绛宾抬起眼睛看向索勒,眸子透着坚定,点头道:“对,阿扎汗大都尉是我们这边的人,我父汗特意叮嘱过我,此人可信。我们去找他,但是……”他顿了顿,将心中的疑虑说出来:“我要怎么出去?”
外面是姑翼的人,他们不许绛宾离开。
索勒拍拍他的肩道:“去和侍卫说一声,然后换套他们的衣服,在外面等我。”
绛宾点点头,走了出去,自去吩咐他的侍卫。屏风内,索勒看向孔雀和柯木孜,轻声问:“他怎么样?”
孔雀往他这移了两步,回道:“柯木孜说他的毒已经解了,但没有苏醒的迹象,会不会和他年老体弱有关?”
“有可能,黄泉路上无老少,性命还是老天说了算!”索勒看向柯木孜,问:“你有没有问过绛宾,龟兹王以前是否抱恙?”
“问过了,他说龟兹王这半年身体一直不好,眼见着日渐衰老,我也觉得是有其他病症,刚刚还在翻淳于校尉给我的医书,看看有没有什么这种病症的记载。”柯木孜回道。
索勒伸手为大汗号脉,一边观察着大汗的面色。龟兹大汗双目紧闭,眼眶和嘴唇深陷,看来牙已经掉了不少,整张脸毫无生气,皱皱巴巴,就如枯木一般,只看外表这就是一个过不了鬼门关的古稀老者,实际上龟兹大汗不过半百而已。
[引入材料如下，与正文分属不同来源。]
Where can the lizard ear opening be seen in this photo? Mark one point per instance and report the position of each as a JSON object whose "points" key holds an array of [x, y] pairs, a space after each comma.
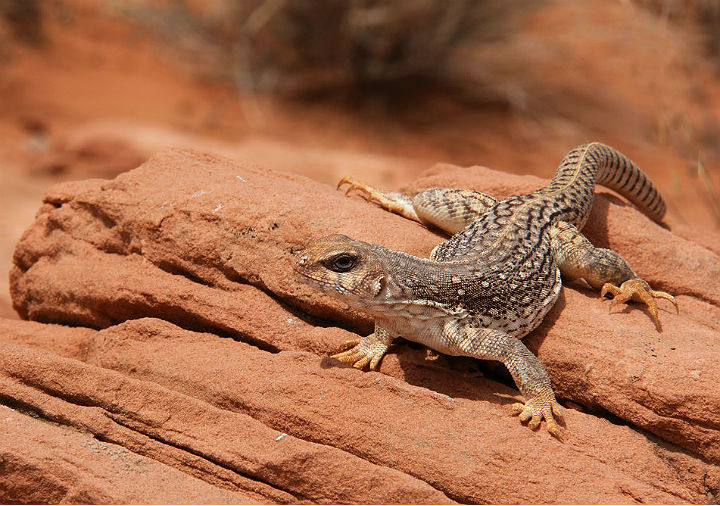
{"points": [[342, 262]]}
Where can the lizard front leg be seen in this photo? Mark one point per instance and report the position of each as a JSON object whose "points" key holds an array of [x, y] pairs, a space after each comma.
{"points": [[367, 350], [603, 269], [449, 209], [528, 372]]}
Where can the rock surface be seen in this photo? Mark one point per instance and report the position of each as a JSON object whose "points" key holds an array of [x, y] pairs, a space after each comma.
{"points": [[194, 349]]}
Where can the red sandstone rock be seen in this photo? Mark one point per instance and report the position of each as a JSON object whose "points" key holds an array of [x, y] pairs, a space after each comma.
{"points": [[207, 245]]}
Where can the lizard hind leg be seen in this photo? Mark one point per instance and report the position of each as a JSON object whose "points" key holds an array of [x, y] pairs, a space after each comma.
{"points": [[603, 269], [529, 374], [639, 290]]}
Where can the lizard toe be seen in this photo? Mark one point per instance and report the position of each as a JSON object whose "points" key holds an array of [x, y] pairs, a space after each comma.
{"points": [[538, 407], [639, 290]]}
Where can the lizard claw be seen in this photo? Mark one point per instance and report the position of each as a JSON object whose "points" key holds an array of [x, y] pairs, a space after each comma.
{"points": [[541, 406], [638, 290], [367, 191], [362, 352]]}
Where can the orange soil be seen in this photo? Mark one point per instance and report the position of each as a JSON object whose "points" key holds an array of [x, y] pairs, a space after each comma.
{"points": [[100, 95]]}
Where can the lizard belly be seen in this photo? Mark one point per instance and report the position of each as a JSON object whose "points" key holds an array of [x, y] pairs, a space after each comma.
{"points": [[429, 332]]}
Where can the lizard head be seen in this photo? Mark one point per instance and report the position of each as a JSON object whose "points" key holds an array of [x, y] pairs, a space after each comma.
{"points": [[342, 267]]}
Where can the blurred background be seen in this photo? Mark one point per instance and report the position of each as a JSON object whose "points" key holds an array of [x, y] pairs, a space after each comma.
{"points": [[380, 89]]}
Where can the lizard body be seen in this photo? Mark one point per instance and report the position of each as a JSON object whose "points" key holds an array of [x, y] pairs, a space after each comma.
{"points": [[496, 278]]}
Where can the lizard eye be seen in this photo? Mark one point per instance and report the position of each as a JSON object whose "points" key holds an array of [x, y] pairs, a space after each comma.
{"points": [[342, 263]]}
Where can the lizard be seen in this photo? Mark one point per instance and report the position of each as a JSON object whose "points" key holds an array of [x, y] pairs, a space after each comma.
{"points": [[495, 279]]}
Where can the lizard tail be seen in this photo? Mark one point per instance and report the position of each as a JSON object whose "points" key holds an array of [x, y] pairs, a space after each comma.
{"points": [[593, 163]]}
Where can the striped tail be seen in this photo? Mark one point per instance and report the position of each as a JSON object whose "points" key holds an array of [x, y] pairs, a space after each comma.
{"points": [[586, 165]]}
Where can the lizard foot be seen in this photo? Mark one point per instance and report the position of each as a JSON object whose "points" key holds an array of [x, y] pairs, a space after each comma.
{"points": [[362, 352], [543, 405], [638, 290], [393, 202]]}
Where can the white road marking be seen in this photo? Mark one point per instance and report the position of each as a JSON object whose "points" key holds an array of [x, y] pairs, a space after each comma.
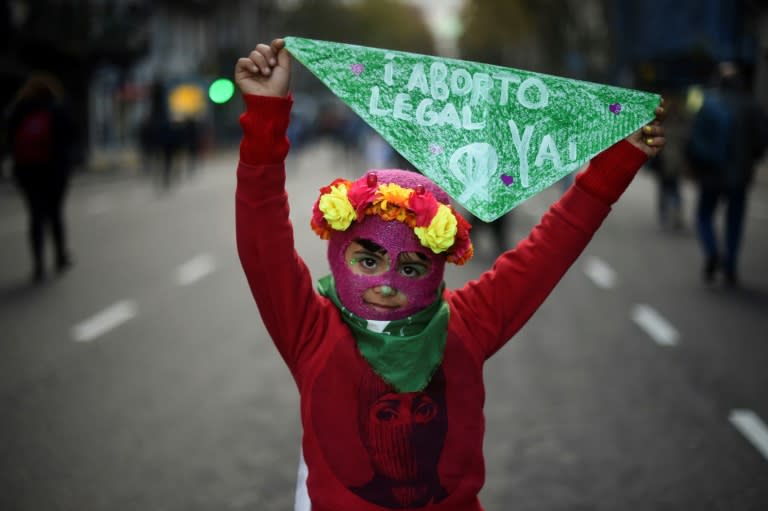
{"points": [[111, 317], [749, 424], [600, 273], [194, 269], [658, 328]]}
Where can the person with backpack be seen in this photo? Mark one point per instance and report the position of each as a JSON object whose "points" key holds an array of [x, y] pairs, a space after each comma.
{"points": [[727, 138], [40, 133]]}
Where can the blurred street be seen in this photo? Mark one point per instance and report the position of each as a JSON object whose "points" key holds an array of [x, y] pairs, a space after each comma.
{"points": [[143, 378]]}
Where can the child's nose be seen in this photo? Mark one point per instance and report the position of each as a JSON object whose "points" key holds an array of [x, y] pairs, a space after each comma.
{"points": [[386, 290]]}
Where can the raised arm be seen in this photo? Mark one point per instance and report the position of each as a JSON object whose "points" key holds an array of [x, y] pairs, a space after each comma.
{"points": [[277, 276]]}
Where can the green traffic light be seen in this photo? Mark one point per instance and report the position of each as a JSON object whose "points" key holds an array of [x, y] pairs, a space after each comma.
{"points": [[221, 90]]}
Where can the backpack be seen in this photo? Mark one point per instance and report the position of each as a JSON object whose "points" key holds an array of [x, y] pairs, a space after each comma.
{"points": [[33, 142]]}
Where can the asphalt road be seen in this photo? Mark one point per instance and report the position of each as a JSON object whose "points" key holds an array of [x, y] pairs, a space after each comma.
{"points": [[144, 379]]}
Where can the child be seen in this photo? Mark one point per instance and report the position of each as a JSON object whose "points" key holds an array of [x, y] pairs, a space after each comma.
{"points": [[387, 361]]}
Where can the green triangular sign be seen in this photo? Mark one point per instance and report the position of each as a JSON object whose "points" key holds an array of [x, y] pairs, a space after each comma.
{"points": [[490, 136]]}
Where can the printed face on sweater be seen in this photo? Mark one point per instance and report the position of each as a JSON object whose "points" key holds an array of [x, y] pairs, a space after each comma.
{"points": [[381, 270]]}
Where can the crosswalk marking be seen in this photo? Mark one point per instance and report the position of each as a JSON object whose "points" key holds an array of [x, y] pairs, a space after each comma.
{"points": [[653, 324], [600, 273], [104, 321], [753, 428], [194, 269]]}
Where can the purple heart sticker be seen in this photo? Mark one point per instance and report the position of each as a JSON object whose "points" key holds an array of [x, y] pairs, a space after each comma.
{"points": [[435, 148]]}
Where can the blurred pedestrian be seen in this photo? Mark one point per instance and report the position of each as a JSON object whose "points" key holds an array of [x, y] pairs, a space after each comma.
{"points": [[41, 139], [388, 361], [727, 138], [161, 138], [669, 198]]}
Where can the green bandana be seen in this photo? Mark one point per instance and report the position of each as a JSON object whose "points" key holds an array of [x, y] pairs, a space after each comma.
{"points": [[408, 351]]}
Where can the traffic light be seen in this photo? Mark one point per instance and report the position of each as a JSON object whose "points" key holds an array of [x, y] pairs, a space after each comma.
{"points": [[221, 90]]}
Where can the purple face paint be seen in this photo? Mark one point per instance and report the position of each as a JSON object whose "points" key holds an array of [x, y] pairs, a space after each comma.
{"points": [[395, 237]]}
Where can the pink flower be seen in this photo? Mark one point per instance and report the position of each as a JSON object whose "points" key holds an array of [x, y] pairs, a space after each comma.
{"points": [[361, 195]]}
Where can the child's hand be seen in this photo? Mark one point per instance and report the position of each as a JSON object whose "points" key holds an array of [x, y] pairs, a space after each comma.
{"points": [[650, 138], [266, 71]]}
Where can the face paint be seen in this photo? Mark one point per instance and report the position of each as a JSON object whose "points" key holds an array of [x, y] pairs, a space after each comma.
{"points": [[396, 238]]}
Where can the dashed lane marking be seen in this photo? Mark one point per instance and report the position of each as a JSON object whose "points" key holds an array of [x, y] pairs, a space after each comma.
{"points": [[600, 273], [106, 320], [753, 428], [194, 269], [653, 324]]}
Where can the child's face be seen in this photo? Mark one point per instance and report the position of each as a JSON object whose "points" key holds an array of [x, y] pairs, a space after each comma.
{"points": [[366, 258]]}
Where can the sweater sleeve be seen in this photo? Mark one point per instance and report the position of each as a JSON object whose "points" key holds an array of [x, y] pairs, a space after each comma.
{"points": [[264, 123], [278, 278], [501, 301]]}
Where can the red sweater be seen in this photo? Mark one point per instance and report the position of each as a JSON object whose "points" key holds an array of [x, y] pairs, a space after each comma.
{"points": [[368, 448]]}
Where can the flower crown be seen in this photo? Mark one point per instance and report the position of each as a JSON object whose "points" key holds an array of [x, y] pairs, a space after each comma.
{"points": [[437, 226]]}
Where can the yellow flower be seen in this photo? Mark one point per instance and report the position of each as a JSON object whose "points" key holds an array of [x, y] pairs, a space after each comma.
{"points": [[439, 235], [392, 194], [336, 208]]}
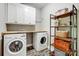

索勒松开手,叹气道:“他的脉象很不好,就算没中毒,也是大限了。所以你要抓紧,怎么也要让他死前醒一下,我怕龟兹王的身体等不得,到时你有口难辩,被人抓到莫须有的把柄,向你们犯难。”
索勒实话实说,他很怕自己还没有回来,龟兹王就咽气了,到时这里只有孔雀和柯木孜,姑翼他们若真变成疯子,狗急跳墙就不好了!